In 1955, it was recorded in a performance by tap dancer Bill Bailey. He performs a tap routine, and at the end, backslides into the wings.[12] The French mime artist Marcel Marceau used it throughout his career (from the 1940s through the 1980s), as part of the drama of his mime routines. In Marceau's "Walking Against the Wind" routine, he pretends to be pushed backwards by a gust of wind.[13]
In 1958, Mexican dancer-comedian Adalberto Martinez "Resortes" also performed the moonwalk in the film Colegio de Verano ("Summer School").
1960s[edit]
In a November 1969 episode of H.R. Pufnstuf, Judy the Frog teaches everyone a new dance called "The Moonwalk", which includes two instances of a stationary moonwalk.[14]
1970s[edit]
On the April 9, 1970 episode of The Dick Cavett Show, Marcel Marceau demonstrated several kinds of "mime walks", one of which was a backslide. Cavett tried to do it himself but found it too difficult.
In 1972, in season 5, episode 9 of Here's Lucy, "Lucy and Jim Bailey", Lucie Arnaz does the moonwalk while singing "Fever" with Jim Bailey.
In the late 1970s, the long-running African-American TV dance show Soul Train featured a dance troupe called "The Electric Boogaloos" which routinely performed popping and locking dance moves including the moonwalk.[15]
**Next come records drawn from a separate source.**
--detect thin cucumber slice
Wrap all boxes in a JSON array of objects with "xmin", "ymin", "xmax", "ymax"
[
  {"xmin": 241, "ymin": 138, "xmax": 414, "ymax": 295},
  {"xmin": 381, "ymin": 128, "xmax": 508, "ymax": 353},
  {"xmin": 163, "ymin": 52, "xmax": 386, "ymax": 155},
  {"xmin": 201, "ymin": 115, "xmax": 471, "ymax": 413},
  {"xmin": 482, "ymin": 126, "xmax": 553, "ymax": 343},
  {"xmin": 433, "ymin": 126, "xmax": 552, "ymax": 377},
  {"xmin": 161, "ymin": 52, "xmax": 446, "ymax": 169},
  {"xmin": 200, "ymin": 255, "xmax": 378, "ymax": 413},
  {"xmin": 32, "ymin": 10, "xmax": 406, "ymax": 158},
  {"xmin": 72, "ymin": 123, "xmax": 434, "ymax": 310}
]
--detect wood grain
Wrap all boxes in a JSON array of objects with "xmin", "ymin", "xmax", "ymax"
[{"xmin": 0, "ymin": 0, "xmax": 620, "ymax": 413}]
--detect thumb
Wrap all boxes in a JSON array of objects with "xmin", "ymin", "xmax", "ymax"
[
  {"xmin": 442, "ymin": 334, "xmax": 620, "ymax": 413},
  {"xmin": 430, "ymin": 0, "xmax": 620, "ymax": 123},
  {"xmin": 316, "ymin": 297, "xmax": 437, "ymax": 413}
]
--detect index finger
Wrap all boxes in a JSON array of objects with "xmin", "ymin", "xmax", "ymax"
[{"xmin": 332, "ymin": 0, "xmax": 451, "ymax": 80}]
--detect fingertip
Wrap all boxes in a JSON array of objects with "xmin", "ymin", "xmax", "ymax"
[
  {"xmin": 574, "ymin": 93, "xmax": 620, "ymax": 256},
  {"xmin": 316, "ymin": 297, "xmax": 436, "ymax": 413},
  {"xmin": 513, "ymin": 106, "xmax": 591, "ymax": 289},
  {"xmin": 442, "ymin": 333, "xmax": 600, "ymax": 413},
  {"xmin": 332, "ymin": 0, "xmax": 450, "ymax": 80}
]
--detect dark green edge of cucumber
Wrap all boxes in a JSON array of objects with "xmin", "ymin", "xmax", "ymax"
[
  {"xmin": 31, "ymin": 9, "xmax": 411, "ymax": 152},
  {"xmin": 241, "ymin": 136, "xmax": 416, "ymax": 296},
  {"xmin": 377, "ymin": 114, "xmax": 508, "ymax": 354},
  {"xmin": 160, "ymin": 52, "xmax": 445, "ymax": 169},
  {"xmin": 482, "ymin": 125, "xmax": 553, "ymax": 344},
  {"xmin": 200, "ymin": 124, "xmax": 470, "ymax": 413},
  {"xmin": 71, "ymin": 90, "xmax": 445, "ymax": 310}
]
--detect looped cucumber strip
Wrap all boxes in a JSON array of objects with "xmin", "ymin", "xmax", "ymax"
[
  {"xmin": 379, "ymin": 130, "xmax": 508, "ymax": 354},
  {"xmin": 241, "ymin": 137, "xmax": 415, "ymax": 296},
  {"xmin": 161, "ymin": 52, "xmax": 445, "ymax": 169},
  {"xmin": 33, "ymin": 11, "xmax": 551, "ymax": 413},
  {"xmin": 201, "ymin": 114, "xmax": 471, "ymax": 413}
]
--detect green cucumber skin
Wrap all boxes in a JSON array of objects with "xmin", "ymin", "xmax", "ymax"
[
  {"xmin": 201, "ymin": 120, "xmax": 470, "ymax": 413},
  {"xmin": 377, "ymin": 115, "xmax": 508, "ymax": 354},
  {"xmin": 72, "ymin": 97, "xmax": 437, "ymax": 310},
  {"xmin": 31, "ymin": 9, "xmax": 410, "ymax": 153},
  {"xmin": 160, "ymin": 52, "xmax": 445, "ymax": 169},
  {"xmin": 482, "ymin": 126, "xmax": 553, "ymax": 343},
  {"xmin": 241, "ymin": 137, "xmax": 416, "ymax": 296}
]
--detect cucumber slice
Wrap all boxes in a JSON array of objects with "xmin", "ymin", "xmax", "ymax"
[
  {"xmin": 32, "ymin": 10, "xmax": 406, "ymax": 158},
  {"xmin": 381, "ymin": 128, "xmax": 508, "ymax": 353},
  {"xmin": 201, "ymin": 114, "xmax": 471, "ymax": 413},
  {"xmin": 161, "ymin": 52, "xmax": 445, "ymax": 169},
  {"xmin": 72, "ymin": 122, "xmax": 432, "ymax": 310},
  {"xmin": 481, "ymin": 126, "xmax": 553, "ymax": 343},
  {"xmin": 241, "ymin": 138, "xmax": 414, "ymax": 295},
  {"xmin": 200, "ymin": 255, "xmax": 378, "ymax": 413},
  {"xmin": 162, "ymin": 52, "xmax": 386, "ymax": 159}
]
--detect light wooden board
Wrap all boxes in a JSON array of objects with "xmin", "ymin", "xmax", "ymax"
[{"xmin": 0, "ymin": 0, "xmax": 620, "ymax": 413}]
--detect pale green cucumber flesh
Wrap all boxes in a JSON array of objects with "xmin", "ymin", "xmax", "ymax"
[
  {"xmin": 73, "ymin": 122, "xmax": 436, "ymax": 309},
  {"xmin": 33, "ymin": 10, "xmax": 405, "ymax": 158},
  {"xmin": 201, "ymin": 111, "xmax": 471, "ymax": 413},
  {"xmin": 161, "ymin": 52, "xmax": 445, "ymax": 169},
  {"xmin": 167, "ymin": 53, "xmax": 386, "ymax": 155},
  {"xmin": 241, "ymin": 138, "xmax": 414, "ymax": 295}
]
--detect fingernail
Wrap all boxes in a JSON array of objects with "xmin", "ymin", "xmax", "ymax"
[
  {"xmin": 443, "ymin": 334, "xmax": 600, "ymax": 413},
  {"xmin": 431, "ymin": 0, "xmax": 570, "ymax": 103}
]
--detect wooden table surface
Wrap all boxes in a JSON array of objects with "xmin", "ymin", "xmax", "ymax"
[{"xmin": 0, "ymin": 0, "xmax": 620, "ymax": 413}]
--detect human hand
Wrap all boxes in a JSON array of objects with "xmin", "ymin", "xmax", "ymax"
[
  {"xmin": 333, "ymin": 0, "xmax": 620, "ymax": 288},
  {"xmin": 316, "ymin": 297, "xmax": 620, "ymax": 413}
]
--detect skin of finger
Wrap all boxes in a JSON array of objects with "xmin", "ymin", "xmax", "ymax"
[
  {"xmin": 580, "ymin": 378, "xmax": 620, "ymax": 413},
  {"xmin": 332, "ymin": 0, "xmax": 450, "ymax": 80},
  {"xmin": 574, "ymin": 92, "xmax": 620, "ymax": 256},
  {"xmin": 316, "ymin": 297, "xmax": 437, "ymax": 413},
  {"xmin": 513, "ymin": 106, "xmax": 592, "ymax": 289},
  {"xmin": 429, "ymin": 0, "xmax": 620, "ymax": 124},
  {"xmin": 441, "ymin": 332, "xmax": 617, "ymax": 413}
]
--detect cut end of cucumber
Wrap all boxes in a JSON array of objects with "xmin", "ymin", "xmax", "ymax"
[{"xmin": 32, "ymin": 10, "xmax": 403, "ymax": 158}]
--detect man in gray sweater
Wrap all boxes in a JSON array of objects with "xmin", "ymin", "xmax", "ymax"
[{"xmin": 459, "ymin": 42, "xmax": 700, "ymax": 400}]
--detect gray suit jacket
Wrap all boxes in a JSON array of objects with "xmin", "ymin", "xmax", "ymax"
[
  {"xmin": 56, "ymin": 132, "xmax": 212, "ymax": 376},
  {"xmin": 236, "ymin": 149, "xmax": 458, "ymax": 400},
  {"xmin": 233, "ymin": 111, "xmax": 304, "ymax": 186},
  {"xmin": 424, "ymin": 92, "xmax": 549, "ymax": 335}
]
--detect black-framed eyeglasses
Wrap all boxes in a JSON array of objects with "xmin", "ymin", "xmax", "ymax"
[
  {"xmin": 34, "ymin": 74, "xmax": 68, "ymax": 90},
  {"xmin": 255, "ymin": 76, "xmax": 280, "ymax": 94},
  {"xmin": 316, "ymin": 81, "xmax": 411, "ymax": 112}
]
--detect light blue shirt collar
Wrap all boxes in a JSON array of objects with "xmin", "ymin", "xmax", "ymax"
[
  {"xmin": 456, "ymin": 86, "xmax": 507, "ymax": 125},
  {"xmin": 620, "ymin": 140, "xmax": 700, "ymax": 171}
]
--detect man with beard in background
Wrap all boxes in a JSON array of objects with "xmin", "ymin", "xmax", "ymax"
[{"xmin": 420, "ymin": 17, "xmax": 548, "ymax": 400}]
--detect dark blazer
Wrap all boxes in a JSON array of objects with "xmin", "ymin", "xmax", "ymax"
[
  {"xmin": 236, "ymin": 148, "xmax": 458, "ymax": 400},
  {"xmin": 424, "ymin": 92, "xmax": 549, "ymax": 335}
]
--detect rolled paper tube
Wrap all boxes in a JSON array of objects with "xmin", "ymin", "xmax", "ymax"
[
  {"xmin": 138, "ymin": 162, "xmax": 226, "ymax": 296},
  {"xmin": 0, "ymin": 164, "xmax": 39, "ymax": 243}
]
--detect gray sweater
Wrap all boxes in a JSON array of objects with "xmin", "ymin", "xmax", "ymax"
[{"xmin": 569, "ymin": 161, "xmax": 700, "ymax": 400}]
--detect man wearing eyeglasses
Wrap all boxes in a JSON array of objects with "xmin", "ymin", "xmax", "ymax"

It has also been acknowledged that the professional wrestlers Michael "Purely Sexy" Hayes, Terry Gordy, and Buddy Roberts started doing the moonwalk as their trademark ring entrance by 1979 when they formed a wrestling stable known as The Fabulous Freebirds.[16]
1980s[edit]
James Brown used the move.[17]
In 1980, in the music video for their single "One Step Ahead" by New Zealand rock band Split Enz, keyboardist Eddie Rayner is seen performing a predecessor of the moonwalk, and Nigel Griggs (former bassist for Split Enz) allegedly taught him how to perform it.
The 1981 music video for "Crosseyed and Painless" by new wave band Talking Heads features authentic street dancers, including Stephen "Skeeter Rabbit" Nichols, doing the moonwalk.[18]
Another early moonwalker was popper and singer Jeffrey Daniel, who moonwalked in a performance of Shalamar's "A Night to Remember" on Top of the Pops in the UK in 1982[19] and was known to perform backslides in public performances (including weekly Soul Train episodes) as far back as 1974. Michael Jackson was a fan of Jeffrey Daniel's dancing and would eventually seek him out.
Also in 1982, Debbie Allen performs a moonwalk during a scene with Gwen Verdon in season 1, episode 10 ("Come One, Come All") of the TV series Fame.[20]
In Flashdance, the move was used in the B-boy scene, where Rock Steady Crew's Mr. Freeze (Marc Lemberger), with an umbrella prop, mimed the wind blowing him backward as he first walks forward, fighting the wind, then starts moonwalking backwards. Mr. Freeze's version was also shown in the first hip hop movie Wild Style and Malcolm McLaren film clip "Buffalo Gals".[21]
Donnie Yen performs a moonwalk in the 1984 Hong Kong film Drunken Tai Chi.[22]
In the 1984 movie Streets of Fire, actor and performer Stoney Jackson executed a moonwalk as the leader of a fictional group, The Sorels, who lip-synced to the Dan Hartman song "I Can Dream About You". The movie was filmed in the northern spring of 1983, also predating the iconic Michael Jackson moonwalk.